The deal reached at the emergency European summit meeting in Brussels last Friday was supposed to cement a consensus for better fiscal discipline and reassure the financial markets about the European Union’s resolve. By Wednesday, it was clearly not convincing investors.

…At least four more European Union members—none of them using the euro—have expressed reservations about the agreement, which only Britain definitively opposed at the summit meeting. Some leaders said in Brussels that they wanted to consult their parliaments. Hungary, Sweden, Denmark and the Czech Republic now say they want to see the text of the proposed treaty, which is meant to enforce strict limits both on members’ annual budget deficits and on their cumulative debts, before fully committing themselves. France and Germany hope to have a draft of the treaty approved by the end of March and ratified by the end of 2012.

The fiscal strictures are meant to prevent future crises, but the financial markets appear to be much more focused on whether the euro zone nations will put their money where their mouths are now, when they say they will defend the euro and its members.

Frankly, I think the deal would have been better if it had been limited solely to eurozone countries. I mean, what are the odds that any country that doesn’t use the euro (and doesn’t plan to) would agree to give the EU a veto over its national budget?

But that aside, it looks like investors are no more willing to be sold a bill of goods than they ever have. In the short term, the problem is that Europe needs a massive infusion of rescue funds and it needs the ECB to act as lender of last resort. Neither of those things is part of the deal. And in the long term, it’s not budget deficits Europe needs to worry about, it’s trade and capital flow imbalances. The deal doesn’t address that either, and no wonder. Cutting deficits is, relatively speaking, fairly simple. (Not easy, but at least conceptually simple.) But rebalancing trade flows?
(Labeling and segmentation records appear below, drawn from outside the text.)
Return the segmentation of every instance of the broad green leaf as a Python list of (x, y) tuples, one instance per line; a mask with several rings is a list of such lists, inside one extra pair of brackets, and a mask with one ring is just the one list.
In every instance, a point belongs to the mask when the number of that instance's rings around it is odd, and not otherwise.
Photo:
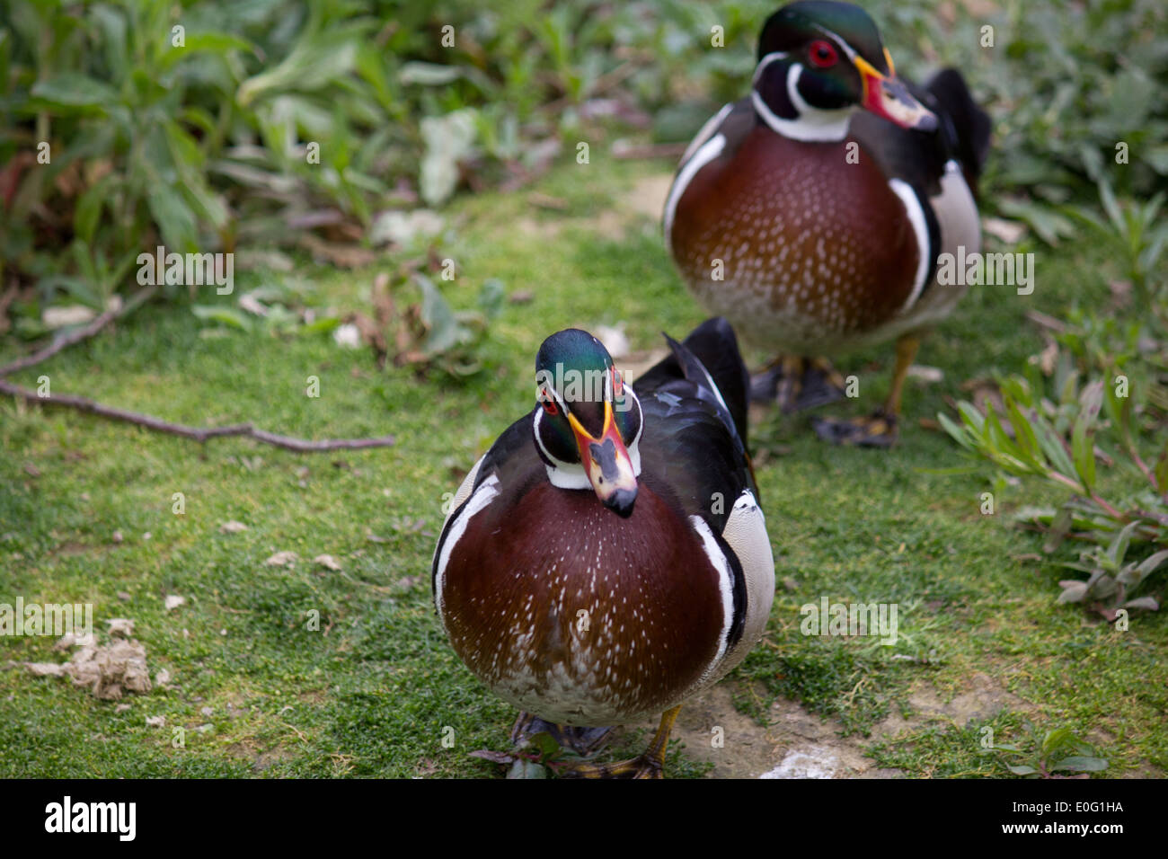
[(70, 108), (113, 108), (118, 103), (117, 91), (104, 81), (84, 75), (64, 74), (39, 81), (33, 85), (33, 98), (47, 102), (50, 106), (68, 110)]
[(1071, 755), (1050, 768), (1051, 773), (1061, 770), (1070, 773), (1099, 773), (1107, 769), (1107, 761), (1101, 757), (1087, 757), (1084, 755)]
[(1112, 538), (1111, 545), (1107, 546), (1107, 560), (1112, 564), (1112, 569), (1118, 568), (1124, 562), (1124, 556), (1127, 554), (1127, 546), (1132, 541), (1132, 533), (1140, 526), (1136, 520), (1134, 522), (1128, 522), (1124, 526), (1122, 531)]
[(423, 351), (427, 355), (437, 355), (458, 345), (458, 320), (429, 277), (416, 275), (415, 280), (422, 289), (422, 321), (427, 332)]
[(222, 56), (232, 50), (242, 50), (249, 54), (258, 53), (256, 46), (246, 39), (234, 36), (230, 33), (216, 33), (214, 30), (188, 33), (183, 41), (186, 42), (183, 47), (168, 47), (162, 54), (161, 67), (164, 69), (169, 69), (187, 57), (199, 54), (217, 54)]
[(74, 233), (86, 244), (93, 243), (93, 233), (102, 215), (110, 188), (117, 181), (117, 174), (109, 174), (91, 185), (77, 200), (74, 209)]
[(1008, 764), (1007, 769), (1016, 776), (1033, 776), (1036, 770), (1034, 767), (1027, 767), (1026, 764), (1013, 766)]

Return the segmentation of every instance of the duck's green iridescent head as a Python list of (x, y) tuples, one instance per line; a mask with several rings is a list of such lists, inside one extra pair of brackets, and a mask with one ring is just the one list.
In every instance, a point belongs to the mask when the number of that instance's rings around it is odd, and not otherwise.
[(780, 120), (860, 106), (905, 129), (937, 127), (896, 77), (876, 23), (853, 4), (800, 0), (771, 15), (758, 39), (753, 88)]
[(604, 345), (568, 328), (543, 341), (535, 359), (535, 445), (551, 483), (591, 487), (621, 517), (637, 500), (641, 407)]

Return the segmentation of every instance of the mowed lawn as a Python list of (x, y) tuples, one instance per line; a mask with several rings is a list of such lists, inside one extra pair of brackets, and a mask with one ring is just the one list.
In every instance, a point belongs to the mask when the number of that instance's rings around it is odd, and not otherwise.
[[(439, 256), (458, 261), (459, 277), (436, 283), (454, 306), (473, 307), (487, 278), (512, 296), (530, 293), (505, 305), (480, 351), (484, 369), (464, 381), (380, 370), (368, 349), (343, 349), (326, 334), (217, 331), (190, 313), (186, 296), (14, 376), (35, 387), (48, 375), (54, 393), (176, 422), (253, 421), (307, 438), (394, 434), (397, 443), (325, 455), (238, 438), (200, 445), (0, 402), (0, 602), (93, 603), (100, 640), (105, 621), (130, 618), (152, 676), (169, 673), (150, 694), (103, 701), (64, 679), (2, 667), (64, 660), (53, 638), (0, 639), (0, 775), (501, 775), (468, 753), (506, 748), (515, 713), (458, 661), (431, 602), (444, 493), (530, 409), (547, 334), (624, 324), (644, 353), (661, 345), (661, 331), (680, 338), (701, 321), (645, 205), (661, 180), (644, 176), (670, 166), (610, 161), (597, 146), (590, 165), (565, 160), (523, 190), (444, 213)], [(562, 208), (534, 205), (549, 198)], [(797, 702), (857, 737), (874, 766), (910, 776), (1009, 775), (1003, 756), (981, 748), (981, 728), (1024, 743), (1026, 723), (1086, 737), (1110, 762), (1106, 776), (1161, 775), (1166, 612), (1136, 612), (1118, 631), (1056, 605), (1065, 574), (1034, 560), (1041, 538), (1010, 519), (1022, 497), (1045, 490), (1023, 496), (1006, 485), (995, 513), (983, 515), (993, 470), (919, 423), (947, 410), (946, 397), (968, 399), (962, 383), (1015, 372), (1042, 348), (1028, 310), (1065, 317), (1076, 304), (1107, 300), (1098, 272), (1110, 263), (1090, 244), (1017, 249), (1036, 255), (1034, 295), (975, 288), (925, 341), (918, 361), (943, 376), (910, 379), (895, 449), (830, 448), (807, 415), (755, 410), (752, 448), (781, 584), (764, 643), (725, 683), (746, 716), (765, 721), (774, 700)], [(368, 313), (374, 277), (397, 262), (346, 271), (301, 259), (297, 273), (321, 306)], [(235, 306), (269, 277), (237, 272), (235, 296), (208, 289), (196, 302)], [(399, 291), (399, 302), (409, 295)], [(8, 341), (0, 359), (18, 354)], [(764, 359), (751, 355), (756, 367)], [(858, 414), (882, 400), (891, 348), (840, 366), (860, 377), (861, 396), (823, 411)], [(306, 395), (308, 376), (319, 377), (319, 397)], [(1129, 486), (1132, 477), (1107, 473), (1108, 485)], [(172, 512), (176, 492), (181, 515)], [(246, 529), (225, 533), (228, 521)], [(279, 552), (298, 560), (266, 563)], [(168, 595), (186, 602), (167, 611)], [(898, 643), (805, 637), (799, 608), (825, 596), (897, 603)], [(913, 713), (913, 695), (945, 700), (987, 684), (1004, 704), (972, 722)], [(909, 727), (865, 739), (891, 715)], [(157, 716), (162, 726), (147, 725)], [(690, 751), (676, 747), (670, 775), (709, 770)]]

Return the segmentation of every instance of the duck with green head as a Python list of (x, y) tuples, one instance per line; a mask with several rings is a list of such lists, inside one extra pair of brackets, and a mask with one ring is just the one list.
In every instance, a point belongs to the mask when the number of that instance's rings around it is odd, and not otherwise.
[(438, 615), (492, 691), (559, 726), (663, 714), (633, 761), (660, 776), (680, 705), (763, 633), (774, 563), (746, 458), (745, 367), (724, 320), (634, 385), (588, 332), (549, 337), (536, 403), (459, 487), (434, 550)]
[[(826, 361), (897, 342), (882, 409), (818, 421), (835, 442), (887, 445), (920, 337), (965, 288), (940, 254), (980, 250), (974, 202), (989, 119), (961, 75), (897, 76), (858, 6), (804, 0), (763, 26), (750, 93), (682, 157), (665, 237), (682, 278), (749, 344), (780, 353), (756, 385), (785, 410), (842, 396)], [(825, 376), (830, 385), (823, 385)]]

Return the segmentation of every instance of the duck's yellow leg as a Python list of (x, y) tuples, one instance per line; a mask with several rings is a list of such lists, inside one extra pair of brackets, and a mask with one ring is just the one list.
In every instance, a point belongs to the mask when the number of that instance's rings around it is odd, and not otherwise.
[(896, 369), (892, 370), (892, 387), (889, 389), (884, 406), (870, 415), (854, 417), (850, 421), (833, 421), (815, 418), (812, 425), (815, 434), (825, 442), (833, 444), (856, 444), (865, 448), (889, 448), (897, 437), (897, 422), (901, 417), (901, 394), (909, 367), (917, 356), (920, 338), (916, 334), (904, 334), (896, 341)]
[(783, 414), (813, 409), (846, 396), (843, 376), (826, 358), (784, 355), (750, 381), (750, 399), (778, 403)]
[(653, 742), (637, 757), (617, 763), (569, 764), (561, 770), (565, 778), (665, 778), (665, 750), (677, 721), (681, 705), (661, 714)]

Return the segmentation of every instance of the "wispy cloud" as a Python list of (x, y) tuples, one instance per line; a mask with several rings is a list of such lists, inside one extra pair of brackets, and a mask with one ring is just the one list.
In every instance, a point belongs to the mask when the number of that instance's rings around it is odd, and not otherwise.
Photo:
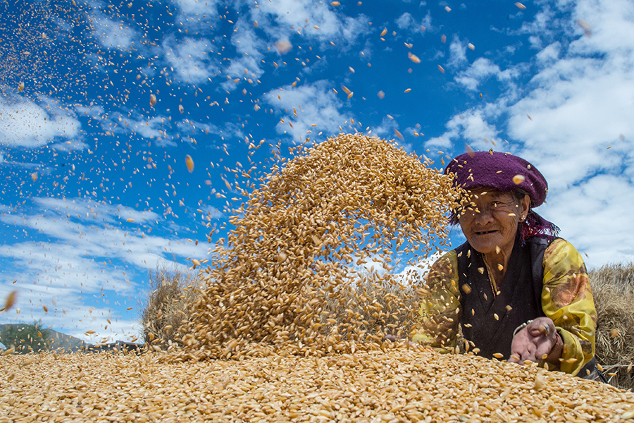
[(349, 118), (341, 111), (343, 102), (330, 85), (328, 81), (320, 80), (297, 87), (285, 85), (281, 90), (266, 94), (263, 102), (278, 111), (284, 111), (284, 122), (280, 121), (275, 127), (278, 133), (289, 134), (294, 141), (306, 137), (313, 138), (315, 134), (310, 134), (318, 131), (338, 133), (340, 125)]
[[(163, 216), (120, 204), (35, 198), (28, 209), (2, 210), (0, 222), (33, 234), (31, 241), (0, 247), (0, 256), (13, 263), (3, 269), (6, 282), (0, 284), (0, 296), (13, 289), (21, 293), (20, 314), (5, 318), (42, 319), (55, 327), (75, 328), (75, 334), (92, 329), (100, 336), (123, 337), (120, 331), (129, 331), (138, 315), (143, 287), (135, 281), (139, 274), (173, 260), (182, 267), (177, 260), (208, 253), (208, 246), (191, 240), (151, 235)], [(13, 279), (15, 284), (9, 282)], [(118, 321), (120, 331), (106, 319)]]
[(37, 148), (76, 137), (81, 124), (51, 99), (0, 97), (0, 142), (8, 147)]
[[(461, 152), (472, 147), (510, 151), (533, 163), (549, 182), (548, 202), (537, 210), (588, 255), (589, 264), (631, 259), (634, 231), (626, 210), (634, 192), (634, 4), (580, 1), (561, 18), (547, 7), (526, 23), (539, 51), (532, 63), (505, 70), (480, 58), (456, 81), (475, 90), (490, 76), (504, 82), (492, 102), (453, 116), (447, 131), (428, 144)], [(583, 25), (574, 24), (584, 20)], [(568, 44), (555, 40), (557, 36)], [(619, 36), (619, 35), (621, 35)], [(614, 39), (610, 42), (609, 39)], [(548, 42), (548, 44), (547, 44)], [(533, 72), (519, 84), (520, 70)], [(500, 142), (508, 134), (509, 145)], [(478, 142), (478, 140), (480, 141)], [(627, 197), (627, 196), (626, 196)]]

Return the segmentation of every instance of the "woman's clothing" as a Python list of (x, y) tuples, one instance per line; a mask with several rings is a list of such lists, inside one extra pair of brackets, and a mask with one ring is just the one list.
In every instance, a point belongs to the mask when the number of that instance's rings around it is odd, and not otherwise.
[(545, 316), (564, 343), (560, 362), (550, 363), (556, 369), (576, 374), (594, 357), (597, 312), (585, 265), (563, 239), (516, 240), (501, 283), (489, 277), (483, 255), (465, 243), (433, 264), (426, 288), (414, 340), (440, 352), (456, 348), (460, 324), (479, 355), (508, 359), (515, 329)]

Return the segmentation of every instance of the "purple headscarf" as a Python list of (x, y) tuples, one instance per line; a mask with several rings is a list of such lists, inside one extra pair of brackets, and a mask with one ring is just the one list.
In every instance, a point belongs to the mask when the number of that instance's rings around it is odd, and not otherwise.
[[(452, 159), (445, 173), (454, 173), (454, 185), (466, 190), (490, 187), (503, 192), (521, 190), (530, 197), (530, 209), (521, 222), (520, 234), (523, 241), (535, 235), (557, 237), (559, 228), (533, 211), (544, 203), (548, 183), (534, 166), (521, 157), (499, 152), (473, 152)], [(457, 216), (452, 216), (457, 223)]]

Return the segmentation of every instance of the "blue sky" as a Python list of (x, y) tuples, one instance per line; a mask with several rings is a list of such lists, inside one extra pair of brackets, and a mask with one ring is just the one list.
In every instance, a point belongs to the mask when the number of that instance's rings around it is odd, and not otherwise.
[(10, 1), (0, 47), (0, 323), (130, 339), (148, 269), (223, 235), (232, 169), (340, 130), (520, 155), (589, 267), (634, 258), (627, 0)]

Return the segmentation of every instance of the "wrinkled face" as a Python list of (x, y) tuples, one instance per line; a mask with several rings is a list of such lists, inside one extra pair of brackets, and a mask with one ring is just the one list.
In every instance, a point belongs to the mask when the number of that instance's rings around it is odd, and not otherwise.
[(511, 192), (487, 188), (469, 191), (471, 205), (460, 216), (460, 227), (471, 247), (483, 254), (495, 253), (496, 246), (509, 255), (520, 219), (528, 213), (530, 198), (521, 201)]

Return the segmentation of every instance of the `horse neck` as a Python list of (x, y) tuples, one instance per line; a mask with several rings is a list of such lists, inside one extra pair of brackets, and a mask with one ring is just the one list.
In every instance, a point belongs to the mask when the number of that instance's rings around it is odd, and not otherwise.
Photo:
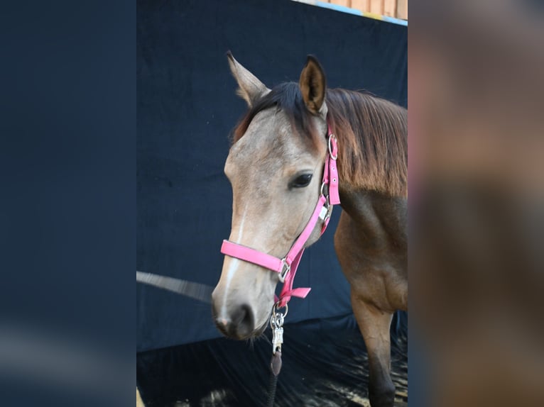
[(370, 246), (392, 243), (406, 247), (407, 200), (376, 191), (340, 188), (341, 206), (359, 238)]

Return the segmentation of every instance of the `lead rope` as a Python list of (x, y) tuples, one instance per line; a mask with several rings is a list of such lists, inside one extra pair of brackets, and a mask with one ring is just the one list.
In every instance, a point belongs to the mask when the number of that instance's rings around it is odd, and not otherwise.
[[(272, 359), (270, 361), (270, 384), (268, 385), (268, 399), (267, 407), (273, 407), (276, 398), (276, 389), (278, 384), (278, 376), (281, 370), (281, 345), (283, 343), (283, 321), (289, 308), (287, 303), (280, 306), (280, 301), (274, 304), (272, 316), (270, 317), (270, 327), (272, 328)], [(285, 308), (285, 313), (280, 310)]]

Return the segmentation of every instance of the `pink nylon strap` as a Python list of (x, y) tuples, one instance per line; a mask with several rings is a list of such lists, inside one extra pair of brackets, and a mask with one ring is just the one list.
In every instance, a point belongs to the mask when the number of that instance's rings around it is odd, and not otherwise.
[(231, 257), (249, 262), (277, 273), (281, 273), (283, 269), (283, 262), (278, 257), (229, 240), (223, 240), (221, 252)]
[[(280, 293), (279, 299), (274, 296), (276, 302), (279, 303), (278, 306), (280, 307), (285, 306), (292, 296), (305, 298), (310, 292), (311, 289), (309, 288), (294, 289), (293, 288), (295, 275), (296, 274), (303, 253), (304, 253), (304, 245), (306, 244), (315, 228), (315, 225), (317, 223), (322, 209), (325, 203), (327, 203), (327, 198), (329, 205), (337, 205), (340, 203), (340, 198), (338, 194), (338, 170), (336, 165), (338, 145), (336, 136), (332, 134), (328, 121), (327, 126), (328, 132), (327, 141), (329, 151), (327, 154), (323, 168), (322, 183), (328, 187), (328, 197), (323, 195), (323, 191), (322, 190), (317, 203), (315, 205), (315, 208), (306, 226), (296, 240), (295, 240), (295, 242), (284, 259), (278, 259), (271, 255), (229, 240), (223, 240), (223, 244), (221, 246), (221, 252), (227, 256), (257, 264), (277, 273), (285, 272), (284, 284)], [(327, 229), (330, 219), (327, 215), (324, 220), (323, 226), (321, 228), (322, 235), (325, 229)]]
[(327, 123), (329, 133), (329, 154), (325, 161), (325, 169), (328, 169), (330, 179), (329, 183), (329, 202), (331, 205), (338, 205), (340, 203), (340, 196), (338, 194), (338, 168), (336, 165), (336, 157), (338, 157), (338, 143), (336, 136), (330, 129), (330, 125)]

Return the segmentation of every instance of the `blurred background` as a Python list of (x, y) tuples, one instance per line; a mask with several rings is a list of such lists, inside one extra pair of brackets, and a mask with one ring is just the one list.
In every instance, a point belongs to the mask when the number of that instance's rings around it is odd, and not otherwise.
[(543, 406), (542, 2), (410, 14), (415, 405)]

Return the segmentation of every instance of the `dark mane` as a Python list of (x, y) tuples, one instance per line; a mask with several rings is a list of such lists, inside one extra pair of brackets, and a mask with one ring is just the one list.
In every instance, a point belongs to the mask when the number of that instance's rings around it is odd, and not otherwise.
[[(338, 172), (342, 183), (357, 189), (391, 196), (408, 195), (406, 109), (369, 94), (327, 89), (325, 102), (332, 132), (338, 138)], [(276, 106), (289, 117), (297, 132), (317, 145), (319, 137), (298, 84), (274, 87), (258, 100), (234, 130), (239, 140), (260, 111)]]

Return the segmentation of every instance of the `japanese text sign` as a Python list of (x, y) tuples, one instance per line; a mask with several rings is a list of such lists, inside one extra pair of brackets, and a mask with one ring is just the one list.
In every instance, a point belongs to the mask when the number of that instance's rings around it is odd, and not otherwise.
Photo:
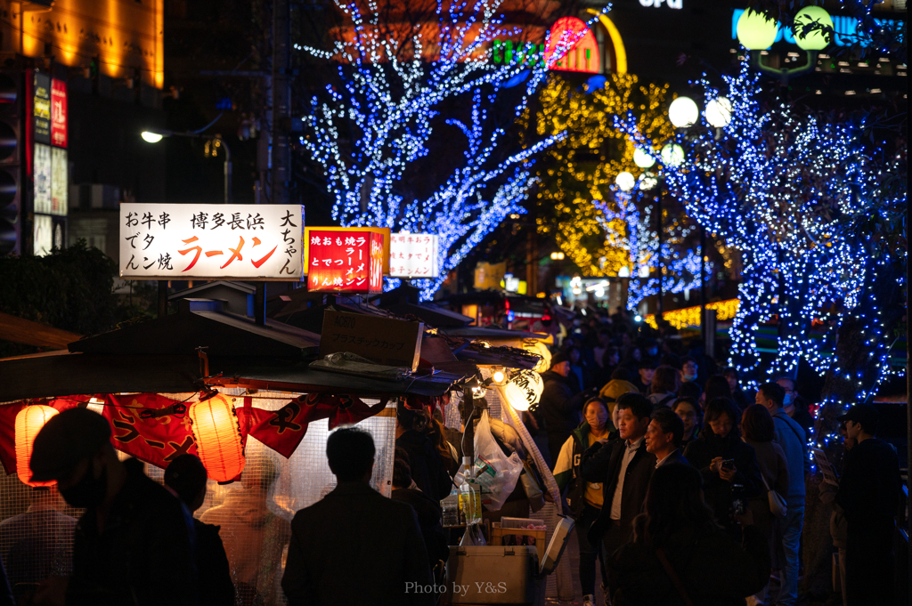
[(383, 236), (367, 230), (307, 231), (307, 290), (379, 293), (383, 290)]
[(121, 204), (120, 277), (301, 280), (297, 204)]
[(394, 278), (436, 278), (440, 238), (430, 233), (394, 233), (389, 239), (389, 275)]
[(414, 371), (423, 335), (424, 324), (420, 322), (327, 309), (323, 313), (320, 355), (351, 352), (377, 364)]
[(67, 83), (51, 80), (51, 143), (67, 147)]

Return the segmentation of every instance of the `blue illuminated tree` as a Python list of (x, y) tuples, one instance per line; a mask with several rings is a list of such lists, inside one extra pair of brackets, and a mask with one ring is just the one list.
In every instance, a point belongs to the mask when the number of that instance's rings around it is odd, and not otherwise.
[[(880, 151), (865, 148), (864, 120), (827, 123), (785, 102), (762, 109), (758, 77), (747, 64), (726, 77), (731, 123), (680, 134), (687, 159), (664, 167), (666, 182), (691, 217), (741, 252), (730, 364), (762, 380), (794, 373), (803, 358), (821, 374), (847, 375), (854, 397), (864, 400), (891, 371), (872, 273), (883, 270), (869, 254), (868, 235), (854, 226), (883, 207), (883, 175), (894, 160), (876, 159)], [(703, 87), (707, 101), (720, 96)], [(632, 118), (617, 123), (651, 148)], [(904, 189), (889, 196), (905, 206)], [(762, 366), (757, 331), (772, 320), (777, 354)], [(863, 367), (844, 367), (832, 354), (845, 323), (867, 335)]]
[[(350, 36), (329, 51), (298, 47), (337, 64), (336, 81), (311, 100), (300, 142), (323, 169), (332, 216), (341, 225), (440, 237), (440, 277), (416, 281), (430, 299), (508, 215), (525, 212), (522, 202), (535, 181), (533, 157), (564, 133), (523, 147), (506, 127), (577, 38), (562, 36), (545, 48), (546, 60), (514, 51), (513, 65), (495, 67), (492, 42), (517, 34), (502, 26), (500, 0), (438, 3), (433, 21), (398, 40), (376, 5), (362, 12), (355, 3), (336, 4), (351, 23)], [(509, 124), (499, 124), (507, 97)], [(431, 162), (420, 177), (433, 183), (432, 192), (407, 199), (403, 179), (429, 155), (435, 133), (444, 148), (461, 149), (461, 161), (444, 169)]]

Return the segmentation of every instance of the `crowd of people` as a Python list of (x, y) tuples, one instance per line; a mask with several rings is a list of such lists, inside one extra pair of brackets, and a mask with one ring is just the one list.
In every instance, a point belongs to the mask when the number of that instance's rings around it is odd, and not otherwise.
[[(620, 312), (580, 318), (553, 349), (541, 402), (523, 422), (553, 466), (562, 497), (554, 505), (575, 520), (584, 604), (594, 606), (600, 577), (613, 606), (793, 606), (814, 425), (794, 380), (743, 389), (734, 369), (682, 351), (671, 334), (637, 336)], [(290, 522), (264, 507), (278, 476), (268, 462), (249, 466), (239, 488), (194, 519), (207, 493), (196, 457), (171, 461), (161, 486), (139, 461), (119, 458), (102, 416), (64, 411), (36, 438), (30, 462), (35, 480), (57, 488), (34, 488), (29, 509), (0, 523), (0, 606), (300, 606), (368, 596), (430, 606), (461, 536), (443, 526), (441, 500), (472, 463), (465, 424), (474, 432), (484, 419), (504, 456), (523, 462), (513, 493), (486, 517), (527, 518), (551, 498), (534, 448), (517, 427), (485, 416), (487, 406), (475, 400), (456, 428), (440, 410), (400, 400), (389, 498), (370, 484), (370, 434), (337, 429), (326, 443), (337, 483)], [(834, 510), (844, 603), (891, 603), (896, 453), (876, 438), (874, 407), (854, 406), (838, 420), (848, 453), (839, 485), (821, 498)], [(57, 495), (85, 509), (78, 521), (57, 510)], [(46, 519), (63, 529), (8, 544), (11, 532)]]
[[(742, 388), (736, 369), (688, 350), (673, 333), (637, 336), (622, 310), (578, 316), (527, 417), (576, 520), (584, 604), (595, 601), (597, 560), (607, 603), (793, 606), (814, 423), (808, 404), (789, 376)], [(874, 441), (864, 458), (849, 457), (833, 498), (837, 511), (850, 504), (856, 531), (879, 541), (875, 558), (873, 542), (843, 539), (845, 604), (890, 603), (892, 592), (901, 481), (895, 449), (874, 438), (876, 416), (859, 405), (840, 417), (844, 431), (864, 419)]]

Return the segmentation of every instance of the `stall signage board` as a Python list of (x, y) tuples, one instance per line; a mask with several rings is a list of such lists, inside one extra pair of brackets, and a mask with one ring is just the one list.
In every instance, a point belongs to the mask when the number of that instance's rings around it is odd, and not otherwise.
[(51, 142), (51, 77), (35, 72), (35, 92), (32, 98), (35, 142)]
[(314, 293), (380, 293), (383, 236), (350, 229), (307, 231), (307, 290)]
[(304, 276), (298, 204), (121, 204), (119, 221), (124, 279)]
[(424, 324), (327, 309), (323, 314), (320, 355), (351, 352), (388, 366), (418, 369)]
[(51, 80), (51, 143), (67, 147), (67, 83)]
[(432, 233), (394, 233), (389, 239), (389, 275), (436, 278), (440, 237)]

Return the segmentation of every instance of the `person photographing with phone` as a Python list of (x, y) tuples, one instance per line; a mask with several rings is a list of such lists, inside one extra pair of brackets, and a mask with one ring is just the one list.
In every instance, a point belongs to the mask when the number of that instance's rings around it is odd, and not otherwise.
[(741, 538), (741, 528), (732, 516), (743, 513), (748, 499), (760, 494), (762, 486), (753, 448), (741, 440), (740, 416), (731, 400), (713, 398), (706, 406), (703, 432), (684, 451), (703, 476), (706, 503), (716, 522), (735, 539)]

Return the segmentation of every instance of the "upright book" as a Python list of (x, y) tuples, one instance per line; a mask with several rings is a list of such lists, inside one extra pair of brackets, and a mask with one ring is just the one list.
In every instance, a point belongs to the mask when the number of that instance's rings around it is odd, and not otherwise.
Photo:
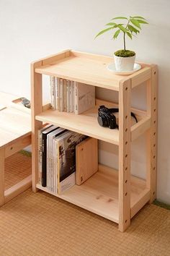
[(86, 135), (71, 131), (57, 138), (58, 194), (76, 184), (76, 145), (86, 138)]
I’m not sure anyone even knows how to do that. The normal mechanism is via currency devaluations, but within the eurozone that’s obviously not a possibility.

This is Europe’s biggest problem. The ECB could put out the short-term fire if it agreed to guarantee periphery debt. That’s a political nonstarter right now, but at least everyone knows it’s an option if things really start to implode next year. But trade and capital flow balancing? Nobody even has a clue what to do about that. But without it, future crises and future bailouts are inevitable.

It’s no wonder the eurocrats are desperately clinging to budget austerity as the answer to their problems. It’s like the drunk looking for the car keys under the street light. The answer isn’t there, but at least the light is better.